De nombreux leviers à activer

Afin de contribuer à ces deux objectifs, de nombreux leviers sont activables pour favoriser un report modal de « l’autosolisme » (prendre sa voiture seul) vers la mobilité douce, les transports en commun et le covoiturage. Les marges de manœuvre sont conséquentes quand on sait qu’en 2017, un tiers des déplacements inférieurs à 1km et deux tiers des déplacements compris entre 1 et 5km étaient effectués en voiture [2] ! Le PNM2035 pose des objectifs chiffrés : les déplacements en voiture (seul) devraient passer de 51% en 2017 à 31% en 2035, à la faveur du covoiturage (de 19% à 22%), des transports en commun (de 16% à 22%) et de la mobilité douce (à pied ou à vélo, de 14% à 25%). Les déplacements entre le domicile et le lieu de travail ne sont pas les seuls concernés, mais leur part dans les déplacements totaux est prépondérante aux heures de pointe.

Rendre ce report modal possible passera tout d’abord par la mise en place d’infrastructures de transport en commun en adéquation avec les flux et la qualité de service attendus. Il sera également nécessaire de jouer sur la réduction relative de la mobilité sur le long terme par des politiques d’aménagement du territoire favorisant la mixité fonctionnelle (c’est-à-dire rapprochant les différents centres d’intérêts des habitants comme les services publics, les commerces, les loisirs, les équipements éducatifs, les activités économiques de leur lieu de vie) et en accompagnant le déploiement de solutions de travail à distance. D’autres mesures complémentaires s’imposeront comme le renchérissement progressif des énergies fossiles (via la taxe CO2 notamment), les politiques d’urbanisme (politiques de stationnement, sécurisation des modes doux, filtrage de l’accès aux centres urbains, etc.), des plateformes et équipements de covoiturage permettant d’atteindre des masses critiques dans les quartiers de vie et de travail, etc.

Inciter à l’achat de voiture de fonction électriques : nécessaire, mais pas suffisant

Fin juillet 2023, il y avait 452.673 voitures en circulation au Luxembourg, dont 47.074 en leasing opérationnel [3], soit 10,4% du parc, faisant du leasing de fonction un levier d’action non-négligeable des politiques de mobilité.
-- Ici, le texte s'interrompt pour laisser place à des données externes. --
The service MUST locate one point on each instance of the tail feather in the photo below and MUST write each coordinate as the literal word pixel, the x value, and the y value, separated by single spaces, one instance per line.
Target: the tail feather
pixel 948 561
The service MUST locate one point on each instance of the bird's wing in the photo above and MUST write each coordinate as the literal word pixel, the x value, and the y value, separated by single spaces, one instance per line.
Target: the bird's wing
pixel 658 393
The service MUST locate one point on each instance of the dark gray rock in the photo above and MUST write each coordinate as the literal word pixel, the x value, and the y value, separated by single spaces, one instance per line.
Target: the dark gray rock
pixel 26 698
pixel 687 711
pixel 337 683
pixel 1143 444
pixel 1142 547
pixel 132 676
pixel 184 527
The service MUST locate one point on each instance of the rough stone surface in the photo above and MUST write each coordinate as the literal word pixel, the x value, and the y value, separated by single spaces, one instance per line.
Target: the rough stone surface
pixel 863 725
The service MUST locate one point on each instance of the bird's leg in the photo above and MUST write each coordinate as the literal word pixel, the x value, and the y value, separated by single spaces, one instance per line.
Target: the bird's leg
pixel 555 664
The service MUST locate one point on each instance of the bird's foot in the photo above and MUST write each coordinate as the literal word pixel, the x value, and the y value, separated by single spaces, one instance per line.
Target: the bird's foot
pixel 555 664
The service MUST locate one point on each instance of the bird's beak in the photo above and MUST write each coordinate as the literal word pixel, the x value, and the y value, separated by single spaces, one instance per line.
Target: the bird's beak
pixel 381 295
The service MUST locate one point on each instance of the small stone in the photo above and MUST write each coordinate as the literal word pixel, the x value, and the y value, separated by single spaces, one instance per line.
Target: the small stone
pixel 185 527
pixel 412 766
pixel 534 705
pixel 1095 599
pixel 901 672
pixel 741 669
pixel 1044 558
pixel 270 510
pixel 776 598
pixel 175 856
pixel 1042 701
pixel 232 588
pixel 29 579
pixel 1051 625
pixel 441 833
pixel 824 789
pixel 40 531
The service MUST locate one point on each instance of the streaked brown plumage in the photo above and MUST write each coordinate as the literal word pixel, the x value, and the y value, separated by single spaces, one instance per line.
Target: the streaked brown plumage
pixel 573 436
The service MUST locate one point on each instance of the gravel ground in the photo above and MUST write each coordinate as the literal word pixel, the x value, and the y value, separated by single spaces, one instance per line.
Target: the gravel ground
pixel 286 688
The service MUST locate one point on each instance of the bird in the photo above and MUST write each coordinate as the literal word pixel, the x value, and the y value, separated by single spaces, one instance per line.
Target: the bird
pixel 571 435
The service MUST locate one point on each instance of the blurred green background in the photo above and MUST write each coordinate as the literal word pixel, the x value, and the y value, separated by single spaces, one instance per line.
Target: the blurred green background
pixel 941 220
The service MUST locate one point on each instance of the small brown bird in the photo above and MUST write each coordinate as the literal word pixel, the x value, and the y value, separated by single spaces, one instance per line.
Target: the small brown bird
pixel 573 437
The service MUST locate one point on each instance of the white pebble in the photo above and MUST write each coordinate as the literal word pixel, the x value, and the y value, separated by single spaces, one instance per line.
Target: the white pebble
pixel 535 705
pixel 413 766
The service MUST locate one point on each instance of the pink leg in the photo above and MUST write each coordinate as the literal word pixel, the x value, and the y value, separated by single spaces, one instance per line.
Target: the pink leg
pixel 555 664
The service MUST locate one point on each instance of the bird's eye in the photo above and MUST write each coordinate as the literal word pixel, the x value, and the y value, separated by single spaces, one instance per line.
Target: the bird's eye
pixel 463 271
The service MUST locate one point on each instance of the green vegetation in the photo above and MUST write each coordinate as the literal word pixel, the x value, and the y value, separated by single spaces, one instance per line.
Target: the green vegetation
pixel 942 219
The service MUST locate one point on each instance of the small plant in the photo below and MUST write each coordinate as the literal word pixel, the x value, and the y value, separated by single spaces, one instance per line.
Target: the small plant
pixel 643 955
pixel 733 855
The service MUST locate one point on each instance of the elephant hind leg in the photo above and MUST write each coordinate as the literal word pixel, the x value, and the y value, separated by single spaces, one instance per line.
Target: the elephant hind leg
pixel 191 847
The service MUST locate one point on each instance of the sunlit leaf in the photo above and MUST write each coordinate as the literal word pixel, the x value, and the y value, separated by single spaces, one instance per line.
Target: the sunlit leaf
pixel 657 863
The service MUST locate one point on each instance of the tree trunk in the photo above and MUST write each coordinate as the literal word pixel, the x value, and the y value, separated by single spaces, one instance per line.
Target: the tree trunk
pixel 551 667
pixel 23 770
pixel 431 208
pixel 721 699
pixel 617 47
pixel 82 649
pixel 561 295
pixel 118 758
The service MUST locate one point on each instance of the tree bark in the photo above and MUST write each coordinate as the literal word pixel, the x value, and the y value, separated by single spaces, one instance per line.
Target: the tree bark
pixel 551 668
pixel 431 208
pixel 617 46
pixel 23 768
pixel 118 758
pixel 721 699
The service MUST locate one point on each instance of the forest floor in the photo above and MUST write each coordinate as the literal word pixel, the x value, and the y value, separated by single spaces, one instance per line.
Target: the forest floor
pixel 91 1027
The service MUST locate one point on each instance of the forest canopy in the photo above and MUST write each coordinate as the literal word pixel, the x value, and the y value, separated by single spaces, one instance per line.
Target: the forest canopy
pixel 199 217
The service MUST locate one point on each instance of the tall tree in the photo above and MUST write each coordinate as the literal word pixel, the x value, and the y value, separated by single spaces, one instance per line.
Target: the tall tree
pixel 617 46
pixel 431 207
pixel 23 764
Lorsque les voitures professionnelles sont utilisables par le salarié à des fins privées, cela représente un avantage en nature soumis à une fiscalité pouvant rendre – selon les cas – cette pratique d’attractivité et de fidélisation des salariés intéressante pour les employeurs comme pour les employés. Depuis 2017, l’avantage en nature soumis aux cotisations sociales et à l’impôt sur le revenu est calculé en fonction du type de motorisation et des émissions de CO2. Des changements de mode de calcul intervenus en 2021, puis des barèmes de calcul en 2023 ont considérablement renforcé le caractère incitatif du dispositif en direction des voitures de fonction à faibles émissions, voire à émissions nulles. Comme l’indique le PNEC, à partir de 2025, « le régime forfaitaire sera simplifié et particulièrement favorable aux voitures à zéro émission de roulement en CO2 ». Dans les faits, le leasing de voitures de fonction ne représentera un véritable avantage fiscal que dans le cas des voitures électriques, avec une « prime » pour les moins énergivores (lourdes) d’entre elles [4].

Si cette évolution permet de jouer sur l’objectif de réduction des émissions de CO2 des transports et peut créer un réel effet de levier pour l’électrification du parc automobile national, elle ne constitue en rien une incitation au report modal vers les transports en communs, le covoiturage ou la mobilité douce.

Une prime mobilité durable pour les salariés

La politique fiscale est un levier largement plébiscité pour inciter les agents économiques à des comportements « souhaités ». Elle est ainsi largement mobilisée pour favoriser l’investissement, la prévoyance, l’épargne, la consommation locale, la protection de l’environnement, la santé, la nuptialité, la natalité, … Le législateur a par ailleurs défiscalisé certains avantages en nature octroyés aux salariés comme les chèques repas, la bonification d’intérêts hypothécaires, les régimes complémentaires de pension ou la prime participative.

Le plébiscite de l’octroi de voitures de fonction comme avantage en nature au Luxembourg crée cependant une forme de discrimination à l’égard des salariés pratiquant la mobilité « durable » au quotidien pour lesquels aucun avantage en nature défiscalisé n’est prévu.

Dès lors, pour corriger cette « anomalie », la fiscalité des personnes physiques pourrait faire l’objet d’une révision incitant à la mobilité durable en donnant la possibilité aux entreprises de verser à leurs salariés des primes de mobilité défiscalisées et exonérées de cotisations pour favoriser tous les autres modes de déplacement que « l’autosolisme ». Cette prime pourrait dépasser les montants réellement engagés par le salarié pour sa mobilité (pour tenir compte du fait que la mobilité durable est souvent moins coûteuse pour le salarié que l’autosolisme, mais qu’elle génère beaucoup moins d’externalités négatives). Elle pourrait englober des primes « covoitureurs, vélotafeurs et/ou utilisateurs de transports en communs » pour les salariés justifiant d’un minimum de trajets domicile-travail (à définir) ainsi que les avantages en nature que les entreprises mettraient à disposition des salariés tels que la « garantie de retour » en cas d’imprévu (mise à disposition d’une flotte de carsharing, taxi, etc.), la mise à disposition d’un parking pour covoitureurs, la location de vélos, trottinettes, etc.

Cela permettrait de mieux orienter les dépenses fiscales en faveur de la mobilité durable, mais aussi d’impliquer les entreprises dans leur responsabilité sociale et environnementale tout en leur offrant un nouvel outil pour attirer et fidéliser les talents.


[1] Voir : Fondation IDEA asbl, « Une Vision Territoriale pour le Luxembourg à long terme, Fir eng kohärent Entwécklung vum Land », février 2023.

[2] Voir : PNM2035.

[3] Données SNCA.

[4] Au-delà d’une consommation de 18kWh/100km, l’avantage diminuera.